New issues of the journals of the Estonian Academy Publishers are available

Brief reviews of the journals:

The present issue of Oil Shale features the article „Comparison of the ecotoxic properties of oil shale industry by-products to those of coal ash“ by authors from Tallinn University of Technology. The article presents research on the hazardous properties of solid waste generated in the Estonian oil shale industry in the light of the requirements of European directives. The properties of the resulting ash streams were analysed and the results obtained were compared with those for coal in order to comply with common practice. It was established that the studied oil shale ash samples had a very similar composition and properties to coal and, as a result of a larger survey, oil shale ash and other oil shale heat treatment residues have not been classified as hazardous waste in Estonia from the beginning of 2020, thus initiating policy changes that affect most economic sectors.

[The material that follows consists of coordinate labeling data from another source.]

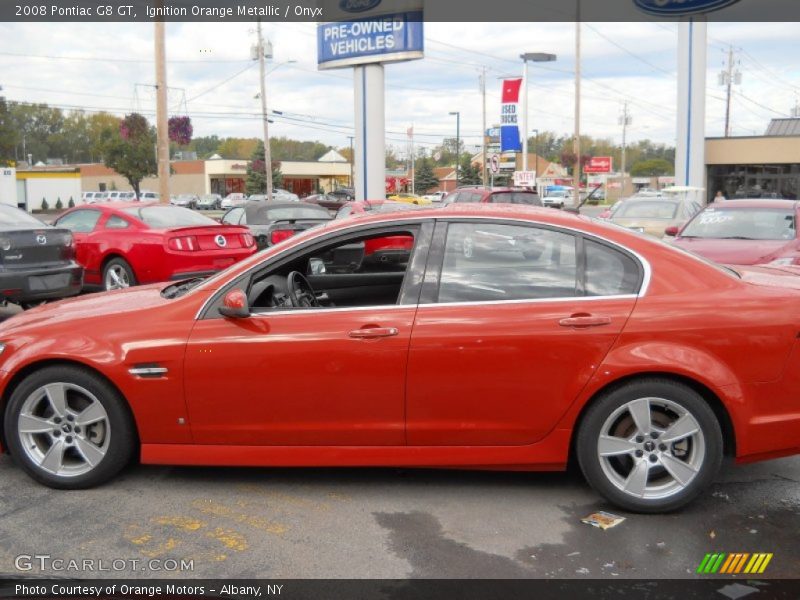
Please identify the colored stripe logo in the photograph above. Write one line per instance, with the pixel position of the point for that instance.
(734, 563)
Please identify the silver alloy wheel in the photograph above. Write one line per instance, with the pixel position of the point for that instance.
(64, 429)
(651, 448)
(117, 278)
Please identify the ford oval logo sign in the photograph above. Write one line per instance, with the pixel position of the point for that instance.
(676, 8)
(358, 5)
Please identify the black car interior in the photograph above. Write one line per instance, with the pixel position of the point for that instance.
(342, 274)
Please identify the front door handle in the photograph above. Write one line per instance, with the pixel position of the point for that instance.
(584, 321)
(368, 333)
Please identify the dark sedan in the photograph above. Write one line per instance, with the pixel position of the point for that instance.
(36, 260)
(273, 222)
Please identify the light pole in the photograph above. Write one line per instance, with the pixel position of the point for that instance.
(529, 57)
(458, 140)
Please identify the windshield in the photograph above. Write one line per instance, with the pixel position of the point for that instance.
(647, 209)
(169, 216)
(743, 223)
(14, 216)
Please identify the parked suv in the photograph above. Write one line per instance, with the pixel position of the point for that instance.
(494, 196)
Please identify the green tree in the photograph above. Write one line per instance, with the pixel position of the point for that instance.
(468, 173)
(424, 177)
(653, 167)
(131, 152)
(256, 182)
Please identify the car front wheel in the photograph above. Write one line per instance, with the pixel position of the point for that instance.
(650, 446)
(68, 428)
(118, 275)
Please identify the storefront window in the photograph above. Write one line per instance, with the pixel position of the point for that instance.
(754, 181)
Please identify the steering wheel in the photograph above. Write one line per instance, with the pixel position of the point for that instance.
(301, 293)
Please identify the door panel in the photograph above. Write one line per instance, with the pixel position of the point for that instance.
(298, 378)
(502, 374)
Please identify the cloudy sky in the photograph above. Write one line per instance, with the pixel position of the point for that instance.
(109, 67)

We definitely recommend reading also the other articles of this issue. The article „The effect of pyrolysis conditions on the composition of Chinese Jimsar shale oil using FT-IR, 1H-NMR and 13C-NMR techniques“ shows the results of how the functional groups and structural parameters of shale oil obtained during pyrolysis depend on the conditions of pyrolysis. In the article „Effect of processing conditions on the improvement of properties and recovering yield of Moroccan oil shale“ the effect of the residual mineral on the yield and composition of the resulting organic fraction is determined.

The recent issue of the Proceedings of the Estonian Academy of Sciences is dedicated to the 100th birthday of Professor Ülo Lepik.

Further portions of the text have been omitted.